The zinc oxide layer is positioned in the backside of the reflection layer in view of the light receiving side. Further, the near-field light is used, so that the zinc oxide layer is comparatively thin (5 nm to 100 nm). Thus, it is necessary to provide a transparent dielectric material film between the reflection layer and the zinc oxide layer so that these layers are not positioned adjacent to each other.
Patent Document 4 (Japanese Unexamined Patent Publication No. 320857/1998 (Tokukaihei 10-320857)(Publication date: Dec. 4, 1998): the corresponding U.S. Pat. No. 6,187,406 B1, U.S. Pat. No. 6,606,291 B2, U.S. Pat. No. 6,744,717 B2) discloses an arrangement in which: zinc oxide is included as a material used in an optical recording medium for super-resolution reproduction, and a band gap is utilized.
However, it is disclosed that: this technique utilizes a Stark effect (electronic excitation and absorption saturation) of a semiconductor so as to obtain a super-resolution effect, and it is most preferable that a wavelength corresponding to a band gap is larger than a reproduction wavelength. Further, increase in the transmissivity in a photon mode is utilized.
Each of the mask layers (optical shutter layers) recited in Patent Document 1 and Patent Document 2 is made of thermochromic material or phase change material. The foregoing material exhibits a mask effect by melting when temperature rises to a certain level. A material in a melting state has higher fluidity, so that a composition and a shape thereof in an initial state are likely to change. Thus, in the optical information recording medium having the mask layer which exhibits the mask effect when temperature rises to a certain level, in case where information is repeatedly recorded and reproduced, the mask effect gradually drops due to deviation in the composition and the shape of the mask layer. Thus, the foregoing optical information recording medium raises such a problem that the mask effect becomes substantially lost due to several thousands repetitions of the recording/reproducing operation. Thus, durability of the conventional optical information recording medium is insufficient.

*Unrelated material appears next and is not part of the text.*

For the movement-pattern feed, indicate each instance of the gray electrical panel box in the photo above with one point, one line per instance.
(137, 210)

Further, Patent Document 1 has such recitation that “the temperature-dependent optical transmissivity variable medium is made of a polymer material or an organic material for example, . . . and the optical transmissivity of the material becomes higher in a high temperature region for example. The transmissivity variation may be such that melting of the material raises the optical transmissivity, or the transmissivity variation may be based on variation in regularity of a molecular arrangement like a liquid crystal material. Further, it may be so arranged that: like the phase change material, crystallization caused by heating and cooling substances such as chalcogenide adhering in an amorphous state results in variation of the optical transmissivity.”
However, this recitation fails to specifically recite an example of a material whose optical transmissivity becomes high in a high temperature range. Thus, the invention of Patent Document 1 cannot be realized by person with ordinary skill in the art in accordance with a technique recited in Patent Document 1 and common techniques at the time of publication of Patent Document 1.
The optical disc recited in Patent Document 3 raises such a problem that: the near-field light is utilized, so that relatively large laser power is required, which results in a low ratio of light-signal conversion.
Further, the optical recording medium recited in Patent Document 4 has a low transmissivity (theoretically 0) with respect to a reproduction optical wavelength in an unexcited state, so that this arrangement is not advantageous for a transmissive multi-layered structure. Further, the optical recording medium recited in Patent Document 4 raises such a problem that: it is necessary to make the excitation wavelength and the reproduction wavelength correspond to each other and it is difficult to control this operation.